Religion is a marketable product.
Religion is a poison.
Religion is a drug.
Nonetheless, last Sunday was a communion Sunday at the United Church of Christ that we attend. The Pastor stood up front, behind a table covered in a yellow and white hand-made quilt. From under a starch white linen he pulled a beautifully baked loaf, prayed for God’s presence, called God’s people to remember, and broke the loaf. From a hand-stained ceramic pitcher he poured into a coup and called God’s people again to remember.
Row by row we were ushered forward to share in the Corpus Christi, the body of Christ, the feast of the Lamb. As I took my piece of bread, dipped it into the cup and placed it prayerfully in my mouth–I almost choked.
It was not wine.
It was not juice.
It was Grape Kool-Aid.
Maybe sometimes my faith is too small. Maybe, sometimes, it can be too much. Maybe as humans we confuse religion for a way of life. And maybe sometimes we use ‘Jesus’ and ‘Religion’ interchangeably.
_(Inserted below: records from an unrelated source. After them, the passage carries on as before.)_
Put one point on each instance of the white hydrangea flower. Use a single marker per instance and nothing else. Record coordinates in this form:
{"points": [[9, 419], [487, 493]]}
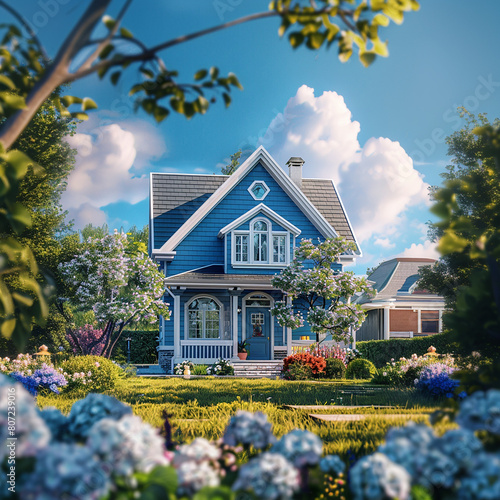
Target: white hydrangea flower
{"points": [[376, 477], [249, 429], [30, 432], [270, 476], [301, 447], [193, 476], [481, 411], [126, 446], [198, 451]]}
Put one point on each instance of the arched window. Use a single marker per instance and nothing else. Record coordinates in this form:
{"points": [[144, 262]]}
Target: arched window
{"points": [[203, 319]]}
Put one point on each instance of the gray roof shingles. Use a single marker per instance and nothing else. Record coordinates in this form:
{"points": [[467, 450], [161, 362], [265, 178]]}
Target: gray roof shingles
{"points": [[176, 197]]}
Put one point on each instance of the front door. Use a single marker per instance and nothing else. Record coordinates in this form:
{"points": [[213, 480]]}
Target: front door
{"points": [[258, 332]]}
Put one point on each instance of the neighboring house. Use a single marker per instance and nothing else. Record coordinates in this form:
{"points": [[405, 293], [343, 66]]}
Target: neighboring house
{"points": [[220, 239], [399, 308]]}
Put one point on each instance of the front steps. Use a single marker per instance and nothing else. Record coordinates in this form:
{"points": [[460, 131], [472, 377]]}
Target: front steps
{"points": [[258, 369]]}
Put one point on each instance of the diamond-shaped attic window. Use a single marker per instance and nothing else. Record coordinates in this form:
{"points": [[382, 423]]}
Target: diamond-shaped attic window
{"points": [[258, 190]]}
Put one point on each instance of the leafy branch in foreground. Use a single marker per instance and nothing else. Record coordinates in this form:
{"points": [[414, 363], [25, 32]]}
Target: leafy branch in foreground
{"points": [[28, 78]]}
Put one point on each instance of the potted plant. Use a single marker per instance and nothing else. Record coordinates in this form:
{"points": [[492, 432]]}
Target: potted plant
{"points": [[242, 350]]}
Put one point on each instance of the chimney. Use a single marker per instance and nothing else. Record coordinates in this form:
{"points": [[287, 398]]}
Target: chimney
{"points": [[295, 169]]}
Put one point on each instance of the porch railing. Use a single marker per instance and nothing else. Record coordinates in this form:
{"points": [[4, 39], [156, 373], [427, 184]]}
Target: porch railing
{"points": [[206, 351]]}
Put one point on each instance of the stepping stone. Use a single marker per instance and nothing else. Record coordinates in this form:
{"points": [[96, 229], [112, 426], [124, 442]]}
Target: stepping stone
{"points": [[332, 407], [355, 418]]}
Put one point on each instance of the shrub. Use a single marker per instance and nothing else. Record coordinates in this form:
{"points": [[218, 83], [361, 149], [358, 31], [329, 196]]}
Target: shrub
{"points": [[360, 368], [46, 377], [221, 367], [297, 371], [335, 368], [316, 363], [91, 373], [379, 352], [435, 379]]}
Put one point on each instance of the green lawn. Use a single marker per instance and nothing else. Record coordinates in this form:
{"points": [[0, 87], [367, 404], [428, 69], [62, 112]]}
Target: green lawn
{"points": [[203, 406]]}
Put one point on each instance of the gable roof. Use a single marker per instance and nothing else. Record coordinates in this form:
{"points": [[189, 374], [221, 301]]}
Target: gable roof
{"points": [[318, 199], [260, 209], [396, 277]]}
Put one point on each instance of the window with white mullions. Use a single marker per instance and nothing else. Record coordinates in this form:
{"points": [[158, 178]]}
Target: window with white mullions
{"points": [[241, 243], [260, 242], [204, 319], [279, 249]]}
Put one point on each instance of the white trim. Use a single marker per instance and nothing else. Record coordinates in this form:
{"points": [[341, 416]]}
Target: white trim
{"points": [[290, 188], [244, 319], [186, 317], [250, 263], [251, 192], [256, 211], [359, 253], [151, 225]]}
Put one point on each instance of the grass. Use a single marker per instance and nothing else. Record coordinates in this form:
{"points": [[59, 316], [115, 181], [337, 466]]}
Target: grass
{"points": [[203, 406]]}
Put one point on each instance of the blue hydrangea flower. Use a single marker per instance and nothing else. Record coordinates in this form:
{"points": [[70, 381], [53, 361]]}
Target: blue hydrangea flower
{"points": [[481, 411], [332, 464], [270, 476], [405, 444], [86, 412], [434, 468], [30, 432], [301, 447], [250, 429], [66, 471], [193, 476], [126, 446], [482, 482], [376, 477], [461, 445]]}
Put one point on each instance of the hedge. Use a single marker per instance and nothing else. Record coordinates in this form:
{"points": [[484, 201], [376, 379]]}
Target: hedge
{"points": [[142, 347], [379, 352]]}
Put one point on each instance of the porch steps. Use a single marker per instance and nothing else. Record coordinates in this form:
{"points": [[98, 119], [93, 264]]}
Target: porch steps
{"points": [[258, 369]]}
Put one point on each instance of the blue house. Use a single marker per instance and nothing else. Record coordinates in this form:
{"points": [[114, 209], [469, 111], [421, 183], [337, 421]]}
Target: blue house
{"points": [[220, 239]]}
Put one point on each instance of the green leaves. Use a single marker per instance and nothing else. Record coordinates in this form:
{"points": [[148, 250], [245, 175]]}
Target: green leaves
{"points": [[332, 22]]}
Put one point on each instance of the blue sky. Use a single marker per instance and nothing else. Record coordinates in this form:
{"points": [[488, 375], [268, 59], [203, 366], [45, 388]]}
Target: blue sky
{"points": [[378, 131]]}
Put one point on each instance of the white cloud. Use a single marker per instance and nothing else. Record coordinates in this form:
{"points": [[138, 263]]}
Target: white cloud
{"points": [[427, 249], [85, 214], [384, 242], [377, 181], [110, 166]]}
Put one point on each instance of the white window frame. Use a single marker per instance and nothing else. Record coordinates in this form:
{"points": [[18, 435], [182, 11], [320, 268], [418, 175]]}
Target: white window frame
{"points": [[186, 319], [250, 249], [266, 187]]}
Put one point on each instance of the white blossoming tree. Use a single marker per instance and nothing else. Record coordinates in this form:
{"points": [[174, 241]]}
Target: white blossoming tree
{"points": [[120, 285], [319, 291]]}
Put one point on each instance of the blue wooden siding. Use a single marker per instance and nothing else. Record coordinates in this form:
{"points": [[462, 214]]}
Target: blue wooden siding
{"points": [[202, 247]]}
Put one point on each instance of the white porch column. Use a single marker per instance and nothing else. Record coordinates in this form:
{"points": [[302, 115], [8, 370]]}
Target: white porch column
{"points": [[234, 323], [386, 323], [288, 332], [177, 328]]}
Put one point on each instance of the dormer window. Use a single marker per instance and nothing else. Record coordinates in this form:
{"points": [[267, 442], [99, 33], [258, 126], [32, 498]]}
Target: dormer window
{"points": [[258, 190], [260, 245]]}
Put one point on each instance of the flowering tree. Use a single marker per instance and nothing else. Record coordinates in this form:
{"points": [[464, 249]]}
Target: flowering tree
{"points": [[320, 291], [120, 286]]}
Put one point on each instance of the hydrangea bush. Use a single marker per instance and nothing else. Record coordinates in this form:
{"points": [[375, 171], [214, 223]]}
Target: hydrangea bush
{"points": [[100, 451]]}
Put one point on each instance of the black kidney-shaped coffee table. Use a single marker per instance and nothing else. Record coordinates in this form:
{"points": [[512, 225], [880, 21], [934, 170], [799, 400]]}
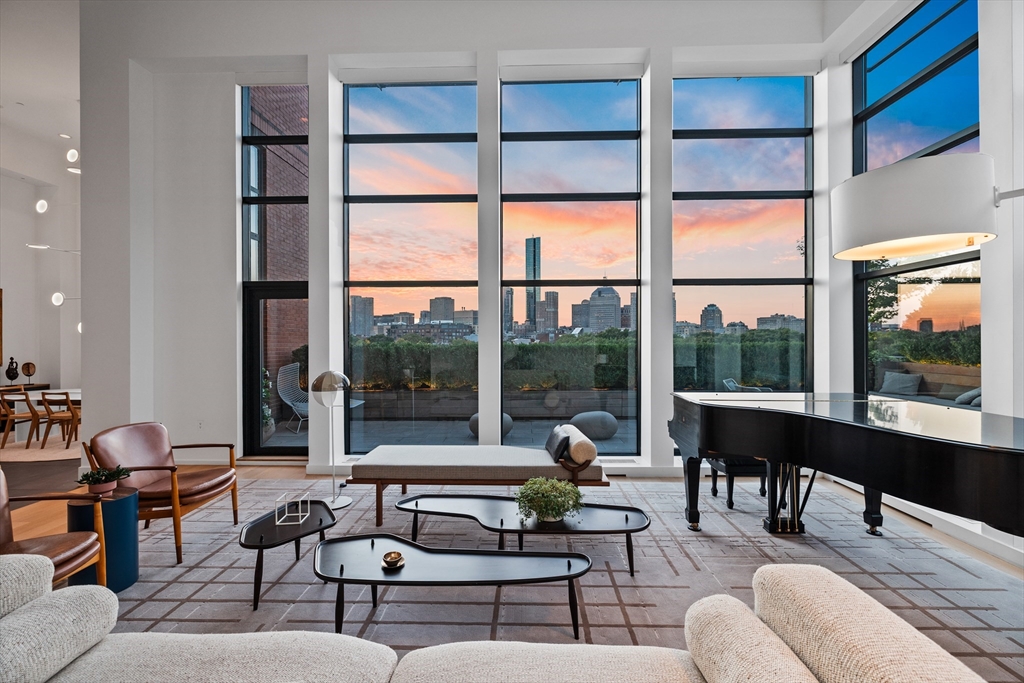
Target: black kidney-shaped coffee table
{"points": [[357, 559], [501, 514], [264, 532]]}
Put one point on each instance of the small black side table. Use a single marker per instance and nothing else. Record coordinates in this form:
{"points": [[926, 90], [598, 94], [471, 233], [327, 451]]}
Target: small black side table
{"points": [[264, 532], [120, 538]]}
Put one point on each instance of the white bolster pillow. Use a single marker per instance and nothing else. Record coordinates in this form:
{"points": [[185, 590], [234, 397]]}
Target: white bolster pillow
{"points": [[581, 450]]}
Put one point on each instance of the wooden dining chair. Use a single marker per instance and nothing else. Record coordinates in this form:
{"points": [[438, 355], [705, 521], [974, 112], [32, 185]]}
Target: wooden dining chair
{"points": [[145, 449], [12, 417], [70, 552], [60, 411]]}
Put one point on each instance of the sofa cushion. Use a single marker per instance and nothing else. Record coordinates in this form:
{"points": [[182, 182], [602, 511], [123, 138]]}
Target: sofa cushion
{"points": [[254, 657], [542, 663], [902, 384], [42, 637], [557, 443], [843, 634], [729, 644], [23, 579], [581, 449]]}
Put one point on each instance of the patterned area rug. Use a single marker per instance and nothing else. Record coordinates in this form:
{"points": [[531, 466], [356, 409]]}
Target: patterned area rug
{"points": [[974, 611]]}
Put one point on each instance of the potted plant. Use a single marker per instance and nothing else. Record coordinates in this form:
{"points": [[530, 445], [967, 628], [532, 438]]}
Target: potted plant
{"points": [[550, 500], [103, 481]]}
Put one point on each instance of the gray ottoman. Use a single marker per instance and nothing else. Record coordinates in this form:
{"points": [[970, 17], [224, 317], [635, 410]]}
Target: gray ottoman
{"points": [[506, 424], [596, 425]]}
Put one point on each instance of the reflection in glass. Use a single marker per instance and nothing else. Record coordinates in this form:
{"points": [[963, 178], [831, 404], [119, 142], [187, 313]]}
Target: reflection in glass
{"points": [[577, 166], [737, 164], [732, 102], [279, 242], [583, 240], [278, 110], [436, 168], [286, 374], [738, 338], [738, 239], [926, 325], [412, 109], [569, 107], [943, 105], [413, 242], [413, 366], [577, 354]]}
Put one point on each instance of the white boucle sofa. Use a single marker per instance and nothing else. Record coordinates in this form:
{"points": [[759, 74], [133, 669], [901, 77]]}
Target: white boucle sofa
{"points": [[809, 626]]}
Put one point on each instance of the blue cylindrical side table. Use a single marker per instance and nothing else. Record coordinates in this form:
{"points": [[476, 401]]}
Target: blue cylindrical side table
{"points": [[120, 538]]}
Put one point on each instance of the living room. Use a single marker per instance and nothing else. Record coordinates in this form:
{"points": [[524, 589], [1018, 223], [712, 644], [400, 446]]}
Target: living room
{"points": [[171, 261]]}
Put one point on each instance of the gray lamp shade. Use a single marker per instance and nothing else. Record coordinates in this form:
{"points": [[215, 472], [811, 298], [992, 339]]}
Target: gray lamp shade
{"points": [[914, 207], [329, 388]]}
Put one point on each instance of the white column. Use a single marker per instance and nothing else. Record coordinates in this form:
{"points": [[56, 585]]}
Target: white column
{"points": [[1000, 62], [488, 246], [327, 324]]}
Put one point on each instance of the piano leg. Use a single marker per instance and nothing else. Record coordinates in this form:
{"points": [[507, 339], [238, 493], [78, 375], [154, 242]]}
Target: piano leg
{"points": [[872, 510], [691, 484]]}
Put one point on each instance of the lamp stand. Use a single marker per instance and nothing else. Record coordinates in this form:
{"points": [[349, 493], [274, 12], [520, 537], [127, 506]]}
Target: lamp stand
{"points": [[338, 502]]}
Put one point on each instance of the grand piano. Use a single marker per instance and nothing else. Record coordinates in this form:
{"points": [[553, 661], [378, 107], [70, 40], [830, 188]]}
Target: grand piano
{"points": [[957, 461]]}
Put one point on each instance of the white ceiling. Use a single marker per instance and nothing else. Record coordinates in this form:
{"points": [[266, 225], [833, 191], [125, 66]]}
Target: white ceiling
{"points": [[39, 67]]}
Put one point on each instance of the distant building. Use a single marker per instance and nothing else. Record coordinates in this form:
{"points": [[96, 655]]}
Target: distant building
{"points": [[780, 322], [442, 309], [581, 314], [605, 308], [532, 272], [507, 310], [711, 317], [360, 316]]}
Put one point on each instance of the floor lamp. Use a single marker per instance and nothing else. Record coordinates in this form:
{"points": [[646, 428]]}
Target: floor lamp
{"points": [[329, 390]]}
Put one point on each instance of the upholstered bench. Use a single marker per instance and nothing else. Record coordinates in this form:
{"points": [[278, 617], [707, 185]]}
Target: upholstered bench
{"points": [[466, 465]]}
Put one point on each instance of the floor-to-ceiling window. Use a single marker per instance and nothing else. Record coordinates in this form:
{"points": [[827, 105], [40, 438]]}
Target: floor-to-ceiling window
{"points": [[275, 268], [569, 275], [411, 263], [741, 212], [919, 319]]}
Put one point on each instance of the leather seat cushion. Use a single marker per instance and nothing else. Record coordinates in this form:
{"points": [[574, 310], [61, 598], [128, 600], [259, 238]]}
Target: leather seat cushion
{"points": [[200, 483], [60, 549]]}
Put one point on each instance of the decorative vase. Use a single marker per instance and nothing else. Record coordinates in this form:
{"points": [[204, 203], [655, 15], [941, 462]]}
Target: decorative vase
{"points": [[104, 489]]}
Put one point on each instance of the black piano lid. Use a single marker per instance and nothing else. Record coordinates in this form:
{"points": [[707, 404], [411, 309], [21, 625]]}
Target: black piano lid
{"points": [[910, 417]]}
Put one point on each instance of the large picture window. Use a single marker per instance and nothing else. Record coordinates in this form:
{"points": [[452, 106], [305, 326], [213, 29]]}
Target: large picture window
{"points": [[918, 329], [411, 269], [741, 211], [569, 216]]}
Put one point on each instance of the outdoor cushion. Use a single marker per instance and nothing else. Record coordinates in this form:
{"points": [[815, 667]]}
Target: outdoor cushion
{"points": [[900, 384], [969, 396], [597, 425], [558, 442]]}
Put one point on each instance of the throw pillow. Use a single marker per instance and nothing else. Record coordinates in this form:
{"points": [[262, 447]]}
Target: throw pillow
{"points": [[582, 450], [558, 442], [900, 384], [968, 396]]}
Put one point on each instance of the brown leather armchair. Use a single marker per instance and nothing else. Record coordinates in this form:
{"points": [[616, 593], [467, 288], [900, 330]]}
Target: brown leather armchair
{"points": [[70, 552], [145, 449]]}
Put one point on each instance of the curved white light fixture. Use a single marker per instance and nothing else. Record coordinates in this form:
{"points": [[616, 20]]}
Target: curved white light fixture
{"points": [[916, 207], [58, 298]]}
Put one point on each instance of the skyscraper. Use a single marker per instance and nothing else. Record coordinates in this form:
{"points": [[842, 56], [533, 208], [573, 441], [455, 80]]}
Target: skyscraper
{"points": [[360, 316], [442, 309], [507, 319], [532, 272]]}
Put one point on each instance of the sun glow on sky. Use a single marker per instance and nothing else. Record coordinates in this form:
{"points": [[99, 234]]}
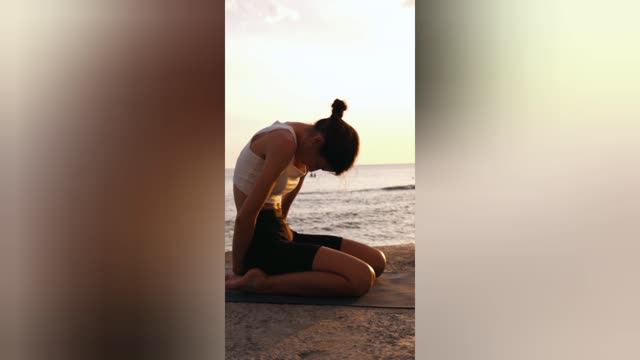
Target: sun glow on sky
{"points": [[288, 60]]}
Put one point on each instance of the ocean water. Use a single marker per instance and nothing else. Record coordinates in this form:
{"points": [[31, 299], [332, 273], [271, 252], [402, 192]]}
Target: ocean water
{"points": [[373, 204]]}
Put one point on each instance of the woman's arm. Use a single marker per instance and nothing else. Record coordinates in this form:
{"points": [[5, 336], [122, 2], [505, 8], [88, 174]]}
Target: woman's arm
{"points": [[278, 153], [288, 198]]}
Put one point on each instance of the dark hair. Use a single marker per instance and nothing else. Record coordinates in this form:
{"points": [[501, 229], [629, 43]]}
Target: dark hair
{"points": [[341, 141]]}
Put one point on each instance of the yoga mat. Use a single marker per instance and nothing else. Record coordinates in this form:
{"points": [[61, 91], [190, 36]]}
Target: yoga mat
{"points": [[391, 290]]}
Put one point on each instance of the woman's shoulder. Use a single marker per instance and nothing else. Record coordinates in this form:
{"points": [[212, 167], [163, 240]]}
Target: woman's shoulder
{"points": [[278, 142]]}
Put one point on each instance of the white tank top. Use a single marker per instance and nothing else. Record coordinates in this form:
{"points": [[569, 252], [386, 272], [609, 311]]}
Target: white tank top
{"points": [[249, 167]]}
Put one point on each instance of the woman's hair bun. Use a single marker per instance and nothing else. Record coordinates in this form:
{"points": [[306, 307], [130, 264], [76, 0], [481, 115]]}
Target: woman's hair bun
{"points": [[338, 107]]}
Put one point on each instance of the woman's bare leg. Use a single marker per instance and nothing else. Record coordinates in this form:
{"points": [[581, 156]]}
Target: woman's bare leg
{"points": [[334, 274], [366, 253]]}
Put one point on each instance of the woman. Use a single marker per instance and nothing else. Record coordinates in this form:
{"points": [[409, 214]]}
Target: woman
{"points": [[268, 257]]}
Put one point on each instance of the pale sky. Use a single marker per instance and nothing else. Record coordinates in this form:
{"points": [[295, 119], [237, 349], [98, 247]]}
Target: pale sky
{"points": [[288, 60]]}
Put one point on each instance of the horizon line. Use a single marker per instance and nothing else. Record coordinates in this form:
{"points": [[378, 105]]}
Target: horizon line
{"points": [[405, 163]]}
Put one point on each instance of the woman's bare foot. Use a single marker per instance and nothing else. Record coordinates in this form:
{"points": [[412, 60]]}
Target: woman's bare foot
{"points": [[253, 280]]}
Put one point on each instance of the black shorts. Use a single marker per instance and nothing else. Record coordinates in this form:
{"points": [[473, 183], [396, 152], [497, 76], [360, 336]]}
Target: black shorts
{"points": [[276, 249]]}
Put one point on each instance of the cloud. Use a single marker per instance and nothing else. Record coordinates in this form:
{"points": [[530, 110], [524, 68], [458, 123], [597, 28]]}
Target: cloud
{"points": [[271, 11], [279, 12], [409, 3]]}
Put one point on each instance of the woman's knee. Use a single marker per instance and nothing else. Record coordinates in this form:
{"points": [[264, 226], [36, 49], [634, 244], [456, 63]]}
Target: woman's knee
{"points": [[361, 279], [380, 262]]}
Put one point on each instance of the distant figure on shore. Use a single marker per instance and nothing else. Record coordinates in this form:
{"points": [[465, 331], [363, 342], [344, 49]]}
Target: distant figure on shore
{"points": [[269, 257]]}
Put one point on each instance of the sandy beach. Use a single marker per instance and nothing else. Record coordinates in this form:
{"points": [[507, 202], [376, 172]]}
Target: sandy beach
{"points": [[275, 331]]}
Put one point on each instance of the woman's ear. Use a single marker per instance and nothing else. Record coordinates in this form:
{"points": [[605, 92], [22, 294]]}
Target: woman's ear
{"points": [[317, 140]]}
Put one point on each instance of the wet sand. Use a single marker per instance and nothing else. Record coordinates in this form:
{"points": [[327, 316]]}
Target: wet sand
{"points": [[280, 331]]}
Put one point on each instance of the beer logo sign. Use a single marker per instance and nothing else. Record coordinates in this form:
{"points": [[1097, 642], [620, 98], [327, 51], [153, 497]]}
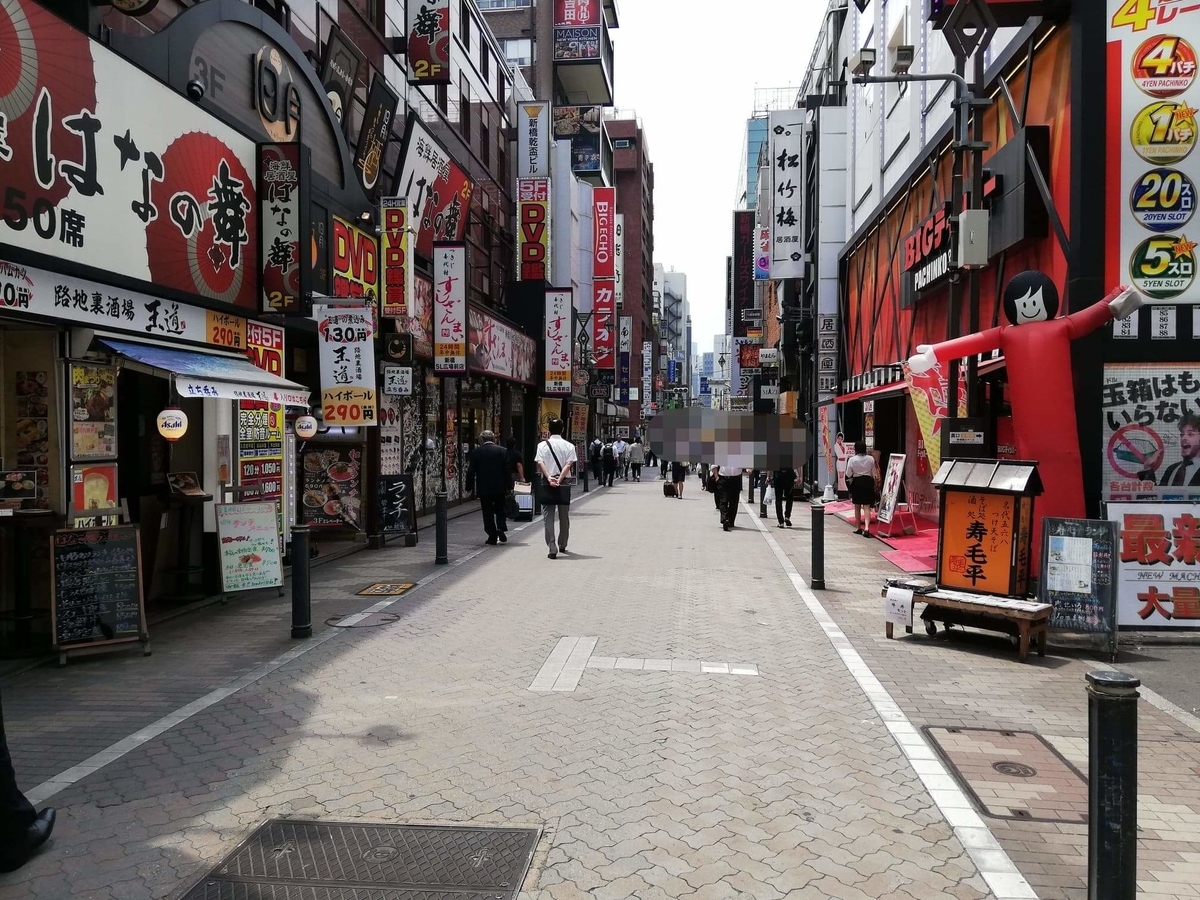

As high-powered, educated adults we get a high off of religion’s enticing smell. We become intoxicated by its power. And we misuse guilt and call it ‘love.’ We segregate and separate and call those people ‘lost’ and in need of saving. But maybe God is not waiting for us to find the correct formula for the Son’s return. Maybe the Spirit is not expecting us to save everyone–in the way we think of “saving.”
Maybe God wants us to chill out after playing tag outside and share some cookies and Kool-Aid with one another.
Kool-Aid can be just a cheap sugary drink. An easy substitute.
Kool-Aid can be used to manipulate and kill and destroy.
Kool-Aid can be offered and shared with all who come to the table.
This whole business of Jesus and Religion is tricky. We write off the Sermon on the Mount and the Gospels as cheap, meaningless–and of no substance. Then again, sometimes, we corrupt those same words and tie together lies and sales pitches to get others to do what we want.
a prayer is said,
a loaf is split, a cup is poured–
and the hungry are fed,
the tired are given rest,
the wanderer finds a place to call home,
those who are in bondage are set free,
and those separated are brought together.
The end of times may just be an end of the corruption of Kool-Aid–an end to the Empire’s way of life. Let us then bring forth the Kingdom as we eat this bead and drink this Kool-Aid and proclaim that another way is possible. Jesus does not have to be a cheap, marketable sales pitch. We do not have to use his words to lay on guilt and manipulate or convince. We can instead share with all the saints past, present, and in the life to come, the wonderful mystery of grace and love.
Let us reclaim our vocabulary as followers of Christ. Let us live out a fascinating way of life that calls others as we were called to “come and see.” And let us come to the table, creating room for everyone–and say the prayer we have been taught, lift the cup in celebration and break the loaf. For there is always enough. Love is always enough. And we are continually being called to come and partake. Let us come, and let us come often.